A predicate to a viable whistleblower claim under the False Claims Act (FCA) is that the fraud charged not have been the subject of a prior "public disclosure." If the fraudulent conduct has been involved in an earlier and settled government audit and investigation, discussed and disclosed by those involved has there been a "public disclosure"? "No" answered the Sixth Circuit recently in US ex rel Whipple v Erlanger Medical Center.
Robert Whipple, the whistleblower, filed suit under the FCA charging that the hospital corporation had engaged in four types of fraud: (1) billing for inpatient care for patients that should have been billed on an outpatient or observation basis; (2) surcharges for observation services added to outpatient surgeries; (3) inpatient admissions of patients in order to bill for hemodialysis procedures not reimbursable if performed on an outpatient basis; and (4) carotid artery stenting procedures performed without authorization. Unknown to Whipple, the government had previously done an audit and investigation as to fraud related to inpatient admissions, and the hospital has paid back to the government for $477,140.42. Since the grounds for a FCA whistleblower claim require that there have been no prior "public disclosure" related to the fraud charged, the question before the Sixth Circuit was whether disclosures and discussions involved in this audit and investigation constituted a "public disclosure."

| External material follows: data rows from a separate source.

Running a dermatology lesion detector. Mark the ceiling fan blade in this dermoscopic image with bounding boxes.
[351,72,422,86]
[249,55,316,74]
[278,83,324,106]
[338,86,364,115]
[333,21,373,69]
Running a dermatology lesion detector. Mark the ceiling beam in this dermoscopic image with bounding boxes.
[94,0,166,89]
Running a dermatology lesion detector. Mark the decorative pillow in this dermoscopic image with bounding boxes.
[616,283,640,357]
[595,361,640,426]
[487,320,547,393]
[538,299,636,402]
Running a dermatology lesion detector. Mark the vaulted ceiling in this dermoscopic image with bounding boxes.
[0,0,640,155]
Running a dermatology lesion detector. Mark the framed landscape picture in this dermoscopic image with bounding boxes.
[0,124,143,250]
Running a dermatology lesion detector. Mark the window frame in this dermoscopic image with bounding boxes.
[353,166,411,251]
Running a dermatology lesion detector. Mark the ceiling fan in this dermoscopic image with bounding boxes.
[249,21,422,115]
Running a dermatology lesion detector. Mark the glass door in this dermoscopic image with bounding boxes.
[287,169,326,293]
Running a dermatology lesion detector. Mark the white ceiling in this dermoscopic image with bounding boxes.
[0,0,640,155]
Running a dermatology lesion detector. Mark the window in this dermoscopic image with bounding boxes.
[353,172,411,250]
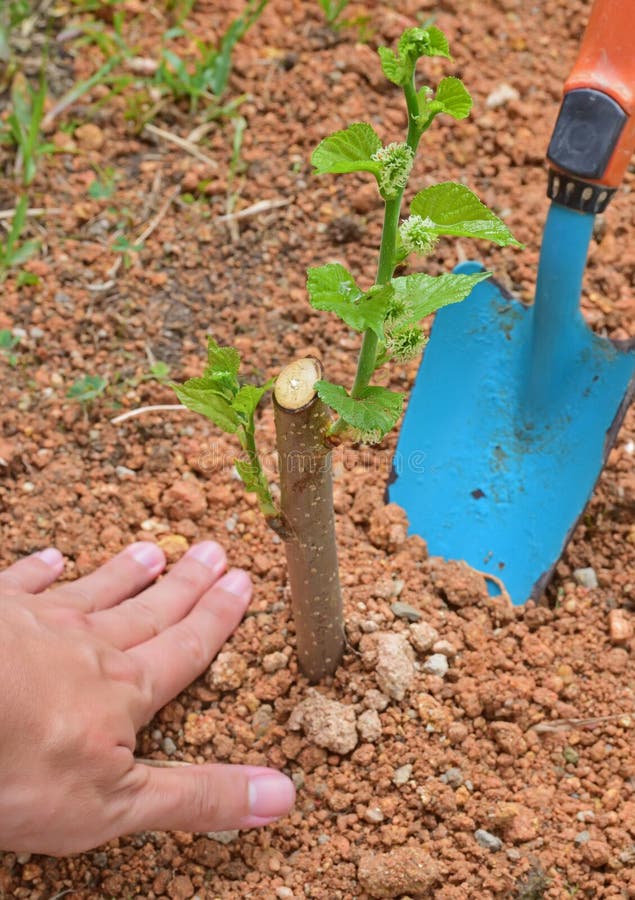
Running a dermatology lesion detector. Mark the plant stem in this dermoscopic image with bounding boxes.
[274,357,344,682]
[330,74,421,422]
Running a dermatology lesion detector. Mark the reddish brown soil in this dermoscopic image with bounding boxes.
[0,0,635,900]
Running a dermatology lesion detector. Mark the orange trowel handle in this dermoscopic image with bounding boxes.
[547,0,635,205]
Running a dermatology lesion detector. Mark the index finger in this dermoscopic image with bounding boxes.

The investigation had started with an anonymous tip to a fraud hotline. The federal Department of Health and Human Services (DHHS) then referred it to a private contractor, AdvanceMed, to investigate. AdvanceMed identified four areas for further inquiry, asked for and received further information from Erlanger, which it reported on to DHHS. Erlanger hired Deloitte Financial Advisory Services as a consultant for the investigation. The matter was closed following payment.
The Sixth Circuit rejected the two arguments made by Erlanger that a "public disclosure" occurred during the discussions and disclosures related to the audit and administrative investigation. First, the court joined every other circuit that has addressed the issue, except for the Seventh Circuit, and held that a "public disclosure" requires "some affirmative act of disclosure to the public outside the government. Therefore, Erlanger's disclosure of information to the government during the audit and investigation was not a "public disclosure."
Second, neither the disclosures to AdvanceMed by DHHS nor the disclosures by Erlanger to its consultant, Deloitte, constituted a "public disclosure." All of these disclosures, of course, remained confidential and unknown until disclosed in this litigation. Accordingly, none of them constituted a "public disclosure" either.